Excellent history-as-entertainment drama in ‘Hidden Figures’

Top photo: Splendid performances from Taraji Henson, Octavia Spencer and Janelle Monáe  portraying NASA space visionaries (below) Dorothy Vaughan, Katherine Johnson and Mary Jackson.

Splendid performances from Taraji Henson, Octavia Spencer and Janelle Monáe portraying NASA space visionaries (below) Dorothy Vaughan, Katherine Johnson and Mary Jackson. Press photo

By Wendell Gaa

This year’s Oscar season has reflected a commemoration of Black History Month with the Best Picture nominee “Hidden Figures,” the story of three African-American female mathematicians who played a crucial role in the development of the National Aeronautics Space Administration (NASA).

Like many moviegoers, I was amazed at how “Hidden Figures” was based on the true but often overlooked story of Katherine Goble-Johnson (Taraji P. Henson), Dorothy Vaughan (Oscar winner Octavia Spencer), and Mary Jackson (Janelle Monáe), and how they all overcame racial discrimination to achieve their dreams of becoming professional mathematicians and engineers for NASA, which spearheaded America’s space exploration and research program to better understand the universe.

The three women are employed as computer assistants in 1961 at the racially segregated West Area Computers division of the Langley Research Center in Hampton, Virginia. After after the Russians successfully launch a satellite into orbit, pressure is placed on the administration of President John F. Kennedy to send American astronauts into outer space. Katherine is soon tasked to assist the Space Task Group charged with spearheading the astronaut launch program, where she becomes the first African-American to join the team. Unfortunately, because of the “unenlightened” attitude of most of her white colleagues, she is forced to deal with challenges not limited to proving her mathematical skills alone.

The film spends much screen time focusing on Katherine’s trials, but a good amount of time is also allotted to both Dorothy and Mary, who respectively strive to earn a position as an engineering supervisor and to successfully enroll at school to earn an engineering degree. Ultimately, they are all able to personally meet and work with famed U.S. astronaut John Glenn, the first American to successfully orbit the Earth (I had personally seen him signing his autobiography to guests at the Barnes and Noble bookstore just on Fifth Ave. in Manhattan right across the Philippine Consulate in the late 1990s, and to this day, I regret not ever buying his signed book from him at the time).

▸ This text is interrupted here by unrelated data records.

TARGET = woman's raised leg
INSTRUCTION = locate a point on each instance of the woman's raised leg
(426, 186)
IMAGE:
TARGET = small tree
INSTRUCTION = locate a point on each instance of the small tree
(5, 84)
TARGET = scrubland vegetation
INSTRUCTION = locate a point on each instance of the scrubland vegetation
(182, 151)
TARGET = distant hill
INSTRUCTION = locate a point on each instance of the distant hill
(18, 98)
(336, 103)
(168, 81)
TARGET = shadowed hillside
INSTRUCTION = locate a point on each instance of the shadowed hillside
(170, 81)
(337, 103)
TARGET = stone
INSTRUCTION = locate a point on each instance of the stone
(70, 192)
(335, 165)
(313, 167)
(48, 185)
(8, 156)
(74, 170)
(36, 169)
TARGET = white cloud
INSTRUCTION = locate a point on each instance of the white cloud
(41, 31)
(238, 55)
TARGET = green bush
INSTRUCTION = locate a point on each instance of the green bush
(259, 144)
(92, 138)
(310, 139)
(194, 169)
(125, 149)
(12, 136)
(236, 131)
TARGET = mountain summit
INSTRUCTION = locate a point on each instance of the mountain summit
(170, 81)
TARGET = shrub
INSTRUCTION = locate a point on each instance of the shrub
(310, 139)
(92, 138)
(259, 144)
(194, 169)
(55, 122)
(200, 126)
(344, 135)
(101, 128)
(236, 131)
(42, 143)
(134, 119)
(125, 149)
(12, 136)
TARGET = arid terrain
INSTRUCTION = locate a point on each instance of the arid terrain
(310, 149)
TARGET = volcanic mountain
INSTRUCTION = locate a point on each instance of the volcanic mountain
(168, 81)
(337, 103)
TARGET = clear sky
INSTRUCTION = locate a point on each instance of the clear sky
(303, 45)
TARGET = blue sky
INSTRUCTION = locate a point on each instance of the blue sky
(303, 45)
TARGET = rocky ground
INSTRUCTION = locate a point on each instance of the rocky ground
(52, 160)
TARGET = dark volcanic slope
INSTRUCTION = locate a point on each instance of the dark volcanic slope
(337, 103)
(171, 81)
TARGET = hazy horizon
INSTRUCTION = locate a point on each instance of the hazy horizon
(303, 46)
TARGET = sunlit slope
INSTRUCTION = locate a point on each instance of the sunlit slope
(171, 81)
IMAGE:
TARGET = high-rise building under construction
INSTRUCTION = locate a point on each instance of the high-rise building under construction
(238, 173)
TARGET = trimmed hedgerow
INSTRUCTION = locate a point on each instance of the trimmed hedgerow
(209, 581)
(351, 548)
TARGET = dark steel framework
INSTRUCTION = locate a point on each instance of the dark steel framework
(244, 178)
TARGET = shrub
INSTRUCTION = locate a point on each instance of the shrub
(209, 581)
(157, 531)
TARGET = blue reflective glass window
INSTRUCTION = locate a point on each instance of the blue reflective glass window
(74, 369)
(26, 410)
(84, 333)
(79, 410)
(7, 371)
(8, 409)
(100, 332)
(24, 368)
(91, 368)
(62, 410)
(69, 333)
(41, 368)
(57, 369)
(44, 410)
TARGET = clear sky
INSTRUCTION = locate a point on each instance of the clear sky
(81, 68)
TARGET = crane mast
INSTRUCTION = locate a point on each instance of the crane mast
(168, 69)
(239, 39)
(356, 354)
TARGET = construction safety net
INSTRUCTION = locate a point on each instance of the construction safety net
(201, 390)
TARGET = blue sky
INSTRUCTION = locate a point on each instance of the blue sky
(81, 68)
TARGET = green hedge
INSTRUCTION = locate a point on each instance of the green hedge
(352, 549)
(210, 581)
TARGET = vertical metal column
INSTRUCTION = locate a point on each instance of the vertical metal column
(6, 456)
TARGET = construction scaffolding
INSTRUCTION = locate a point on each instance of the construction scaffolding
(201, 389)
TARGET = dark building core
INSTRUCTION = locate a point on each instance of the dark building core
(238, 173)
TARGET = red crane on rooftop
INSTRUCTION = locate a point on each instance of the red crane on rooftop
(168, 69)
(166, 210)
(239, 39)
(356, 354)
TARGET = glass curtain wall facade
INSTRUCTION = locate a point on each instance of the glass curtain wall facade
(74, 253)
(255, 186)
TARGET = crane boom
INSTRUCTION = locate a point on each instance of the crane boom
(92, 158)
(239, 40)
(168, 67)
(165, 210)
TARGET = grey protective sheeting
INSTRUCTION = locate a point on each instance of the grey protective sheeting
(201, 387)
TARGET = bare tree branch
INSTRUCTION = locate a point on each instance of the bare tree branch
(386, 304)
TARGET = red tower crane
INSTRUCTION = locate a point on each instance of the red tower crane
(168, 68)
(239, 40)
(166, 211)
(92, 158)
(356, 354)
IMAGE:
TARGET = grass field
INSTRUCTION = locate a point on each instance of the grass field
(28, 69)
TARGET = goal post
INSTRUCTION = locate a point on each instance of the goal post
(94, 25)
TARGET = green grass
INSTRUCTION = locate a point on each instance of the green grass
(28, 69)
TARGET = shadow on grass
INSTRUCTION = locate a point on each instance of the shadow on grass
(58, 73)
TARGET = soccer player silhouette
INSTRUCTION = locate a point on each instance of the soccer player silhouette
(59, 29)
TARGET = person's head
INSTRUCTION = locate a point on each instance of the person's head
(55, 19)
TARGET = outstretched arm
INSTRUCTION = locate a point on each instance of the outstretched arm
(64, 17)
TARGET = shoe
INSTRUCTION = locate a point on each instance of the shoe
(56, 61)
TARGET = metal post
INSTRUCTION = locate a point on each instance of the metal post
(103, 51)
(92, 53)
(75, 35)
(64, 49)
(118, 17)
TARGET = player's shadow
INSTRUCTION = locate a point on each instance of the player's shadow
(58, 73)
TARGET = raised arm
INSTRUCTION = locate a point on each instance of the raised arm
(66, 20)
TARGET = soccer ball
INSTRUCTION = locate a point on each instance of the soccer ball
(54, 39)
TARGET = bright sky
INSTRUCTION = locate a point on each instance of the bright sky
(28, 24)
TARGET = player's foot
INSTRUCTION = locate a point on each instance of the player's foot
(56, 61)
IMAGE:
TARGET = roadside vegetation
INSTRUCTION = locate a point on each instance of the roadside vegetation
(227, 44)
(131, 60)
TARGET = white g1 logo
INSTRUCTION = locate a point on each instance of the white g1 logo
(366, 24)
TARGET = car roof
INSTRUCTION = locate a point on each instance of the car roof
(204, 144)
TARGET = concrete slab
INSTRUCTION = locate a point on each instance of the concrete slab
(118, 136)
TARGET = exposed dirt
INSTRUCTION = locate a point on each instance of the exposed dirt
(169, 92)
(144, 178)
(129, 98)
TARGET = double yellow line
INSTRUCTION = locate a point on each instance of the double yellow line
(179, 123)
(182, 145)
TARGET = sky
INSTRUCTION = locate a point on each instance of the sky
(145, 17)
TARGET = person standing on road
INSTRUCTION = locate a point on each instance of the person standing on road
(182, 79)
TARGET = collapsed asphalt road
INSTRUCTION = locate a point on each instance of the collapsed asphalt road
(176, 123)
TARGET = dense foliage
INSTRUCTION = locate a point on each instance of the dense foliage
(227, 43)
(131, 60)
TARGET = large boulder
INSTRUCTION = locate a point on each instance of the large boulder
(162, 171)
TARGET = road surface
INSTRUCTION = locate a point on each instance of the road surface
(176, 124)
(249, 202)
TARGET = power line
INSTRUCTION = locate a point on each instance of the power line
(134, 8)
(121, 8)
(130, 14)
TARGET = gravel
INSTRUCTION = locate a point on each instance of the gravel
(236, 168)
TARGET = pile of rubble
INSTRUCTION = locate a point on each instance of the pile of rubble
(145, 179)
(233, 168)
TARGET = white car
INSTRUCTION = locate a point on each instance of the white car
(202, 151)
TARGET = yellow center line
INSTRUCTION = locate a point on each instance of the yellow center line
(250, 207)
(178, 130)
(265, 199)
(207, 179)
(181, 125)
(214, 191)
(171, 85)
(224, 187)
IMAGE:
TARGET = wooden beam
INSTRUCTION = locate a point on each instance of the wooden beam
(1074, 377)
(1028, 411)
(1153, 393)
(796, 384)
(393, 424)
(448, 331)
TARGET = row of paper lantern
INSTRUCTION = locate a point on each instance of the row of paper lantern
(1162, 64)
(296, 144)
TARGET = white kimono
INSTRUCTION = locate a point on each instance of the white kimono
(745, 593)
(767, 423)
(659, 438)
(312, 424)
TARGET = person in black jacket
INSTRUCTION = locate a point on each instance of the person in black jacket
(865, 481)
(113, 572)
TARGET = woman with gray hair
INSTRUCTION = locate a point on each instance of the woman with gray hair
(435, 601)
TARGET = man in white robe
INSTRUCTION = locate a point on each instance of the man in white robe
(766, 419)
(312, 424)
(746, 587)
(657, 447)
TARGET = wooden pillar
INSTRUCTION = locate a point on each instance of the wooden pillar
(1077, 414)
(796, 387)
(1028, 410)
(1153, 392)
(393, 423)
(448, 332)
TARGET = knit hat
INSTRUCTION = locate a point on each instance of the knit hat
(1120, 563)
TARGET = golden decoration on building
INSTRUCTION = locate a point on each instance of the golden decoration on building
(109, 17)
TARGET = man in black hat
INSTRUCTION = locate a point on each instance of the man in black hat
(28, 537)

“Hidden Figures” does a tremendous job in evoking the mood of the early 1960s Kennedy era in America, which aside from the Cold War, was dominated by two other notable events of that period, the Space Race and the Civil Rights Movement. This movie does a rather fine job in interconnecting the two historic political-social movements together, and it is very frustrating to see the hardships which the black mathematicians endure because of the Jim Crow racial segregation laws of the age, affecting mundane everyday matters at work such as having to use “colored” restrooms at faraway office locations.

“Hidden Figures” is an excellent “history infotainment” film for everyone, and it was personally refreshing for me to watch a movie set during the Kennedy-era timeline which wasn’t associated with either the Cuban Missile Crisis or his assassination, two aspects of his Camelot administration that have been consistently depicted by Hollywood throughout the past years.

Taraji Henson, Octavia Spencer and Janelle Monáe all perform their character roles splendidly and with conviction, as does Kevin Costner who portrays Al Harrison, the enlightened and progressive-minded director of the NASA Space Task Group; and rising Hollywood movie star Mahershala Ali (Oscar-nominated “Moonlight,” “Luke Cage”), who plays National Guard officer Jim Johnson and Katherine’s would-be lover and husband.